We support postgraduate training to help ensure the flow of highly qualified people into research careers both within and beyond academia.

We support around 3000 PhD students each year with an approximate funding total of £40 million.

The PhD is the first step towards a career in research and provides training for a range of opportunities. ESRC students go on to work in academia, government research, business and a range of other careers.

Doctoral Training Centres

In 2010 we established a new national network of 21 institutional and consortia level Doctoral Training Centres (DTCs)  through which we now deliver all our studentship funding. Our DTCs cover the full disciplinary range of the social sciences as well as areas of interdisciplinary research.

Our DTCs were accredited as ESRC training providers following a competitive peer review process and have provided clear evidence of the highest quality in their training provision. The DTCs are accredited for a period of five years and the first cohort of students started in October 2011. The next opportunity for institutions to seek accreditation will be in 2015. The specification for the call will be informed by the independent network evaluation scheduled for 2014/15.
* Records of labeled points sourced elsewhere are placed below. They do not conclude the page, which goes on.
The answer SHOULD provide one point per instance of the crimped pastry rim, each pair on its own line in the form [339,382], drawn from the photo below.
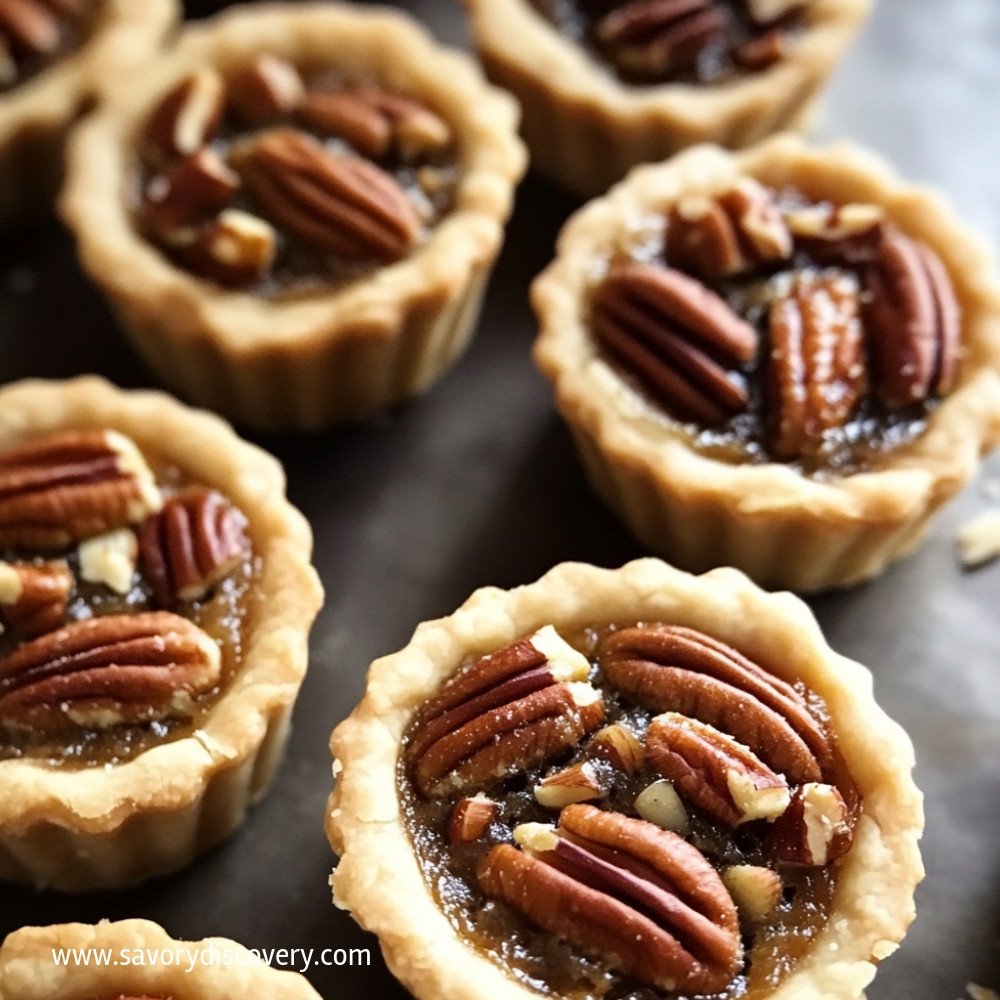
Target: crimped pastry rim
[589,392]
[101,161]
[379,880]
[173,775]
We will fund approximately 600 new studentships a year through our DTC Network. Our DTCs distribute the studentships, however, we have set disciplinary benchmarks to guide their distribution ensure that capacity is built across the social sciences. In addition we have applied a more prescriptive steer in our priority areas to ensure that capacity is built and the benchmark set reached.

ESRC Advanced Training Network

One of the key aims of the new postgraduate training framework was to ensure that excellent advanced training was opened up and made accessible to students both across accredited Doctoral Training Centres (DTCs) and outside the network. That aim has been realised through the creation of an Advanced Training Network incorporating training from the National Centre for Research Methods (NCRM), Researcher Development Initiative (RDI) and DTCs. Over 400 training courses have been made available by these training investments to all social science students registered for a PhD. For more information see:

It is intended that this will be an evolving network, with courses being added and developed over the five year DTC accreditation period. We will also be consulting with the academic community in order to analyse the training on offer, identify gaps, and consider the most appropriate way to address those gaps. It is expected that this will lead to a commissioning process in 2012.

Key statistics 

  • We will publish information on the distribution of studentships in early 2012.
  • ESRC PhD submission rate survey
  • Internships (this information will be published shortly).

International PhD Partnering Initiative

We are in the process of developing an International PhD Partnering Scheme to link DTCs and emerging centres of social science excellence overseas such as India, Brazil, China and South Africa. We will support our DTCs to partner up doctoral researchers with overseas researchers working on similar topics. The details of this scheme will be announced shortly.